By Stella A. Brown

Valentines day is just around the corner and for many of us that means chocolate, chocolate, and more chocolate, chocolate for ourselves, chocolate for friends, chocolate for the rare person who is just a little bit more than a friend, you get the picture. And it’s not like you’re going to blow your budget either, it’s only $1.00 for a Hershey chocolate bar at Kroger, for sixty cents more you can treat yourself and make it an extra-large. Great, right? But there’s just one catch, that Hershey bar we were talking about was made by child slaves in Africa. In America it’s been over a hundred years since the Emancipation Proclamation declared slavery illegal, but 5,410 miles away in Africa forced labor still runs rampant. 

   The majority of children laboring on coco plantations are between the ages of 12 and 16, but reporters have discovered children as young as five. Some children clear the forests with chainsaws, others climb coco trees with machetes to cut down coco pods. Machetes are standard equipment for children on coco plantations. They hold a coco pod in one hand and hit it with a machete to open it, many have scars on their hands, arms, legs, and shoulders from missed strikes. Chainsaws and machetes are not all, in Ghana children as young as ten spray coco pods with toxic anti-pest chemicals without the use of protective clothing. 

   10% of children laboring on coco farms in Ghana are unable to attend school, in the Ivory Coast 40% are without the proper education that could give them a future outside of coco plantations and to break free of poverty.
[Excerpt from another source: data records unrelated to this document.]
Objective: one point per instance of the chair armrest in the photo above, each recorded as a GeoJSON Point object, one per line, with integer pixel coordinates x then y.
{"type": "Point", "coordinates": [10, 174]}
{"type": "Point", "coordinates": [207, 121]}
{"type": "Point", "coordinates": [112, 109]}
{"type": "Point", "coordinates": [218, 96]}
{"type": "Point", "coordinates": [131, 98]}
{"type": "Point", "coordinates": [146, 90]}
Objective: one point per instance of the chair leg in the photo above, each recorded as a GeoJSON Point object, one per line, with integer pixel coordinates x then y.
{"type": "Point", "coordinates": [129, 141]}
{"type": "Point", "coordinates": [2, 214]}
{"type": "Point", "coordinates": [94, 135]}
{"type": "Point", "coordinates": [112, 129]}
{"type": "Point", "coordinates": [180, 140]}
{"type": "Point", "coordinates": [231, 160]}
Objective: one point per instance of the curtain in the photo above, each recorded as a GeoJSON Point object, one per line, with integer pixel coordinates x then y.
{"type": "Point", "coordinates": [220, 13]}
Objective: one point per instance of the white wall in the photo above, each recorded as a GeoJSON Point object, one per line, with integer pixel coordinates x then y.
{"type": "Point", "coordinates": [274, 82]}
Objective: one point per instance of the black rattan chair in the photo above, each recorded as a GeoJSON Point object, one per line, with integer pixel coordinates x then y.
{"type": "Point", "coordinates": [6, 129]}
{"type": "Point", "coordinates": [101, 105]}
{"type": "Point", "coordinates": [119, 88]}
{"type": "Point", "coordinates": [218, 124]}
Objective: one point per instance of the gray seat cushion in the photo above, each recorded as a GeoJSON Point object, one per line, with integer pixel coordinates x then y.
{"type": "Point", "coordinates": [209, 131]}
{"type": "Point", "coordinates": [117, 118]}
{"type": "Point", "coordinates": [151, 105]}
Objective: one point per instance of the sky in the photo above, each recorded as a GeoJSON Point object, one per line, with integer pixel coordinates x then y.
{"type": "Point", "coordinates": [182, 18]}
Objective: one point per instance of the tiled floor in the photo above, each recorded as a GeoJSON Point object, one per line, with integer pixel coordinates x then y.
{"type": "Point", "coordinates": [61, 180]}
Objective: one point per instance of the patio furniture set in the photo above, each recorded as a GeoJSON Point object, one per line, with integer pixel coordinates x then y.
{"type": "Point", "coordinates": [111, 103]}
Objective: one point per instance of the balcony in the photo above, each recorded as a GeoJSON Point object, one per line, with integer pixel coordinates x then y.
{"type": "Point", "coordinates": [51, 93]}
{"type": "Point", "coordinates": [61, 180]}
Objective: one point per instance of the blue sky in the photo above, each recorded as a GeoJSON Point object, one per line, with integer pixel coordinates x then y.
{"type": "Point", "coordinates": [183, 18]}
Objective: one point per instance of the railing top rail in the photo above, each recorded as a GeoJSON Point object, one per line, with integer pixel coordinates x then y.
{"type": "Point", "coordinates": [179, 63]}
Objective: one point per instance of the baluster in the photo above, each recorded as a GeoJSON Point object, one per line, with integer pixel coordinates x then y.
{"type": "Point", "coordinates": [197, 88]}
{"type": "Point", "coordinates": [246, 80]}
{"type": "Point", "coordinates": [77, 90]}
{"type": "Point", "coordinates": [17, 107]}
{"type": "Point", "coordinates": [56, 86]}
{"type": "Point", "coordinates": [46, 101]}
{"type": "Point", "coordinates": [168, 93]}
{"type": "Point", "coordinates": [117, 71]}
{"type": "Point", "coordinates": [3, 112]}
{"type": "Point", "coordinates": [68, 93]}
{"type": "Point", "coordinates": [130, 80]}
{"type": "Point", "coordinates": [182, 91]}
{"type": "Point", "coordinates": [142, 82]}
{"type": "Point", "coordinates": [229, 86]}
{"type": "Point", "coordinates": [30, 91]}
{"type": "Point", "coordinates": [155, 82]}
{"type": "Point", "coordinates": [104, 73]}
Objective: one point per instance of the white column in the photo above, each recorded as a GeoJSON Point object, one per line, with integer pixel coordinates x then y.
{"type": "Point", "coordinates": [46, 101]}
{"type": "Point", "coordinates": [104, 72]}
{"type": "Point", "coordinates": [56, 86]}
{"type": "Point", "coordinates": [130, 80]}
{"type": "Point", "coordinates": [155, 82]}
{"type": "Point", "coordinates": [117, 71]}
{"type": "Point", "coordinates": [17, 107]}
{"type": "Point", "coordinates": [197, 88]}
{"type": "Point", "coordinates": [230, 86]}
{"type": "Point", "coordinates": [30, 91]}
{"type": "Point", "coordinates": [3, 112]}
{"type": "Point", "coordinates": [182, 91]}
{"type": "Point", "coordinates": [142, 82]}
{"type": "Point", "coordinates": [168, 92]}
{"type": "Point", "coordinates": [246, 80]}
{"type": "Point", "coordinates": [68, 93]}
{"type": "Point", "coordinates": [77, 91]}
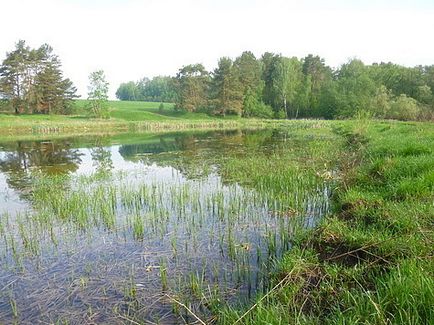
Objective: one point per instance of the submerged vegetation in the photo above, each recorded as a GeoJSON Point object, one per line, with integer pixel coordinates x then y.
{"type": "Point", "coordinates": [194, 227]}
{"type": "Point", "coordinates": [370, 260]}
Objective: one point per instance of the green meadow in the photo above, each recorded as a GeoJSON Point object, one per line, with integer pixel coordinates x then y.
{"type": "Point", "coordinates": [124, 117]}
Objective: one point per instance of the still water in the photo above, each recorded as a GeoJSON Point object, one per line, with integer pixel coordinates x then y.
{"type": "Point", "coordinates": [124, 229]}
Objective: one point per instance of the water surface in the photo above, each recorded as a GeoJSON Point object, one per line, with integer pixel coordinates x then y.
{"type": "Point", "coordinates": [113, 230]}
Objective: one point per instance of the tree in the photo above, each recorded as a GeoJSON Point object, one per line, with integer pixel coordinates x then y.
{"type": "Point", "coordinates": [191, 83]}
{"type": "Point", "coordinates": [98, 93]}
{"type": "Point", "coordinates": [404, 108]}
{"type": "Point", "coordinates": [286, 77]}
{"type": "Point", "coordinates": [249, 71]}
{"type": "Point", "coordinates": [226, 89]}
{"type": "Point", "coordinates": [382, 102]}
{"type": "Point", "coordinates": [316, 75]}
{"type": "Point", "coordinates": [355, 88]}
{"type": "Point", "coordinates": [32, 81]}
{"type": "Point", "coordinates": [127, 91]}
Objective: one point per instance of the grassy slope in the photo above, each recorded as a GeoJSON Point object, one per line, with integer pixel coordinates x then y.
{"type": "Point", "coordinates": [369, 262]}
{"type": "Point", "coordinates": [125, 116]}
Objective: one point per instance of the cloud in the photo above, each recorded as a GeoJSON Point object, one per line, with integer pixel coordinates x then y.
{"type": "Point", "coordinates": [132, 39]}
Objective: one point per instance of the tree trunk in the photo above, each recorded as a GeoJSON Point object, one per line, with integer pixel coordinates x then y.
{"type": "Point", "coordinates": [284, 105]}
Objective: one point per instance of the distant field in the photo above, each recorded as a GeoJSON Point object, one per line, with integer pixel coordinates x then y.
{"type": "Point", "coordinates": [139, 111]}
{"type": "Point", "coordinates": [125, 116]}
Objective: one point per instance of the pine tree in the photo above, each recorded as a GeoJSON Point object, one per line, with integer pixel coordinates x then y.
{"type": "Point", "coordinates": [226, 89]}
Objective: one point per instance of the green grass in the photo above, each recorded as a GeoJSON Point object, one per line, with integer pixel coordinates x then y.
{"type": "Point", "coordinates": [124, 117]}
{"type": "Point", "coordinates": [370, 261]}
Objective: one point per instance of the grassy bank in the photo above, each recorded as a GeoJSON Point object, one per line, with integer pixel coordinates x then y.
{"type": "Point", "coordinates": [370, 261]}
{"type": "Point", "coordinates": [125, 117]}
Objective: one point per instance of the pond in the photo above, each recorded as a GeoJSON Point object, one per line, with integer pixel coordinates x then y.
{"type": "Point", "coordinates": [134, 228]}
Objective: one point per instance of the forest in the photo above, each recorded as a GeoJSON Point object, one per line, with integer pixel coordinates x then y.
{"type": "Point", "coordinates": [272, 86]}
{"type": "Point", "coordinates": [275, 86]}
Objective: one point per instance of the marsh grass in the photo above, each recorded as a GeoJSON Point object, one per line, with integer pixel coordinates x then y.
{"type": "Point", "coordinates": [127, 242]}
{"type": "Point", "coordinates": [370, 261]}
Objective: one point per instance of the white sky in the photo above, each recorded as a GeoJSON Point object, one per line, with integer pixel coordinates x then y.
{"type": "Point", "coordinates": [131, 39]}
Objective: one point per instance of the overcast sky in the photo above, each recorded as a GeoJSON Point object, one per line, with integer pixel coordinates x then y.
{"type": "Point", "coordinates": [130, 39]}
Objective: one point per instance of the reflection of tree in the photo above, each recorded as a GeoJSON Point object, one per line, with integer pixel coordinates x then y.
{"type": "Point", "coordinates": [102, 159]}
{"type": "Point", "coordinates": [20, 158]}
{"type": "Point", "coordinates": [195, 155]}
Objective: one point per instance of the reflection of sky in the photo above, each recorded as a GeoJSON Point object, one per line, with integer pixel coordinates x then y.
{"type": "Point", "coordinates": [138, 172]}
{"type": "Point", "coordinates": [9, 199]}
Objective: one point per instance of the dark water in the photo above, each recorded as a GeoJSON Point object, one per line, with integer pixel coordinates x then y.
{"type": "Point", "coordinates": [180, 225]}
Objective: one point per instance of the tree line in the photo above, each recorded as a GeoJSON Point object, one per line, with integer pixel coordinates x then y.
{"type": "Point", "coordinates": [31, 81]}
{"type": "Point", "coordinates": [275, 86]}
{"type": "Point", "coordinates": [272, 86]}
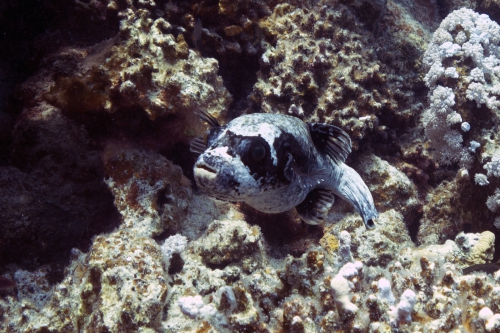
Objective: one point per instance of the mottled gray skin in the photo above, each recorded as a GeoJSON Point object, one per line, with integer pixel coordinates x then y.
{"type": "Point", "coordinates": [226, 169]}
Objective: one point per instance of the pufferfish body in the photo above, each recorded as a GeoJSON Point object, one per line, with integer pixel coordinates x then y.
{"type": "Point", "coordinates": [275, 162]}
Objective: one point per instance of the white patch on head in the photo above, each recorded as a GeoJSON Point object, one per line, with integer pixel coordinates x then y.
{"type": "Point", "coordinates": [231, 167]}
{"type": "Point", "coordinates": [222, 152]}
{"type": "Point", "coordinates": [267, 131]}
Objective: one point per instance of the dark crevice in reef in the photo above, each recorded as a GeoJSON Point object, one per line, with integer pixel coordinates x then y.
{"type": "Point", "coordinates": [53, 198]}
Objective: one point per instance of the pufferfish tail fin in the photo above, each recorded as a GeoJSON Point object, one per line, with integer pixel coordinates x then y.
{"type": "Point", "coordinates": [314, 209]}
{"type": "Point", "coordinates": [331, 140]}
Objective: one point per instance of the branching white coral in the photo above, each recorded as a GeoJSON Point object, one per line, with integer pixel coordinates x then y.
{"type": "Point", "coordinates": [493, 201]}
{"type": "Point", "coordinates": [493, 167]}
{"type": "Point", "coordinates": [463, 34]}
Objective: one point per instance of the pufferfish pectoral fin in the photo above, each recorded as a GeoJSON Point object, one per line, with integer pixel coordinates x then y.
{"type": "Point", "coordinates": [314, 209]}
{"type": "Point", "coordinates": [331, 140]}
{"type": "Point", "coordinates": [198, 145]}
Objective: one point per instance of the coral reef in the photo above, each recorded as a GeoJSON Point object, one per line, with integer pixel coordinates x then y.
{"type": "Point", "coordinates": [103, 231]}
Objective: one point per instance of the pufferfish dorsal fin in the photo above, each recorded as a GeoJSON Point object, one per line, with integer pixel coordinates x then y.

“The children of Western Africa are surrounded by intense poverty, and most begin working at a young age to help support their families. Some children end up on the cocoa farms because they need work and traffickers tell them that the job pays well. Other children are “sold” to traffickers or farm owners by their own relatives, who are unaware of the dangerous work environment and the lack of any provisions for an education. Often, traffickers abduct the young children from small villages in neighboring African countries, such as Burkina Faso and Mali, two of the poorest countries in the world. Once they have been taken to the cocoa farms, the children may not see their families for years, if ever. ” Exert from an article on foodispower.org. 

   The chocolate created on these plantations is sold to major chocolate companies including, but not limited to;

  • Hershey
  • Nestlé
  • Mars 
  • Cadbury
  • Fowlers Chocolate
  • Godiva 
  • Ghiradelli
  • Ferrero Rocher 

  But do not despair, not every chocolate company has a dark side, there are even those, like Tony’s Chocolonely that are working towards making all chocolate slave-free. Fair Trade chocolate companies include;

  • Tony’s Chocolonely 
  • Endangered Species 
  • Alter Ego
  • Equal Exchange 
  • Taza Chocolate
  • Vosges 

 …And so many more, those are only the ones I’ve had. And I can guarantee, taste wise, the brands listed above are so much better than Hershey’s. 

  I hope that I have succeeded in opening your eyes to the plight of approximately 1.8 million children in West Africa. We can be the change if we but choose to be.

  …Also slave-free chocolate is delicious and of higher quality because it’s made with chocolate purchased at the proper price so that the farmers can make a decent living. As I said, delicious.